L'Intégrale

Phalanstère amélioré ?
Nouveau Charles Fourier, l’instituteur Victor Coissac a calculé qu’il ne lui faudra que 80 ans pour accomplir la révolution sociale mondiale à partir de la maison de Puch acquise en 1922 pour loger l’embryon de L’Intégrale.

Maison de L'Intégrale à Puch d'Agenais · © photographie X. Richet, 1982

1922 : l'heure de la retraite a sonné pour Victor Coissac, instituteur à Tours. Il est âgé de 55 ans, séparé de son épouse et ses 4 enfants sont adultes. Il se sent libre de mettre à exécution son plan de « Réalisation du bonheur par l’établissement graduel et pacifique du régime communiste » qu'il a publié en 1916. Le projet de « phalanstère amélioré » est en préparation depuis 1910 ! L'étonnant Victor Coissac fait l'effet d'un nouveau Charles Fourier : sa curiosité pour les choses de la vie matérielle, son appétit pour l'arithmétique économique ou sociale, son extrême optimisme ou la démesure de ses ambitions l'apparentent au merveilleux utopiste.

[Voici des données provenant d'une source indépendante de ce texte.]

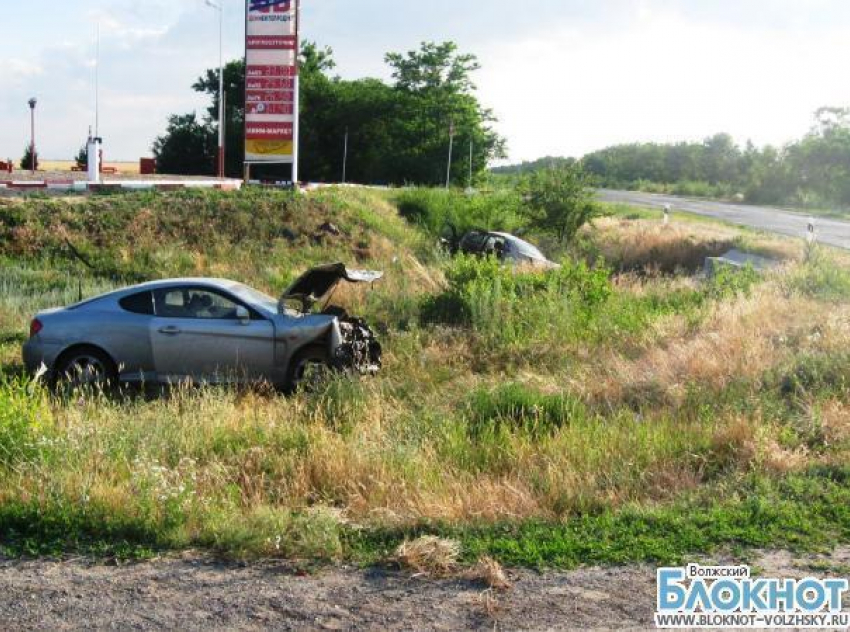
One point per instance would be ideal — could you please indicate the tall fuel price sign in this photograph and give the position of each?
(271, 83)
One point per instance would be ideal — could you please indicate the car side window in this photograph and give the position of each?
(473, 242)
(194, 303)
(141, 303)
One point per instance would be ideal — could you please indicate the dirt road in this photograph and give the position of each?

Coissac se définit comme un socialiste anarchisant. Il s'est très précisément documenté sur les expérimentations fouriéristes et communistes du XIXs. Il visite aussi les essais des anarchistes contemporains comme le milieu libre de La Pie à Saint-Maur. Coissac prétend que son plan permet d'éviter les écueils rencontrés par ses prédécesseurs : la complexe organisation de l'association, l'autoritarisme ou l'absence d'autorité, l'insuffisance des capitaux ou de la population. Le projet « intégraliste » de Coissac suit une progression géométrique : cinq ouvriers forment une association libre, engagent dix auxiliaires qui deviennent à leur tour sociétaires lorsque l'excédent de production atteint 40 000 francs au bout d'un an : « notre association pourra s'augmenter d'un quart tous les ans, qu'elle décuplera en moins de dix ans, centuplera en moins de vingt ans, milluplera en moins de trente ans et que, si toute l'humanité, séduite par ses avantages, désire y entrer, la révolution sociale mondiale sera accomplie sans heurts, sans violence, sans oppression, en moins de quatre-vingt ans ! » (Cooper-Richet et Pluet-Despatin 1985.)

En 1910, Coissac lance un appel à financement auprès des socialistes tourangeaux : il fonde l'association L'Intégrale avec une poignée de cotisants à 2,50 francs. L'imprimerie que l'instituteur a installé chez lui est la principale activité de L'Intégrale jusqu'en 1921. En septembre 1921, l'assemblée générale de l'association réunit dix personnes qui donnent pleins pouvoirs à Coissac pour acquérir un domaine à la campagne. Les événements se précipitent. Quelques mois plus tard, sur le conseil d'un ami de L'Intégrale, il signe pour 67 000 francs la promesse de vente de La Grange, une ferme de 22 hectares située à Puch-d'Agennais. Au mois de mai 1922, les deux « auxiliaires » de l'imprimerie de Tours forment l'avant-garde, suivis par Coissac et quelques Intégralistes qui promettent chacun d'apporter au capital leurs économies de quelques milliers de francs. Neuf personnes, six hommes et trois femmes ouvriers ou artisans, vivent à Puch à l'automne 1922.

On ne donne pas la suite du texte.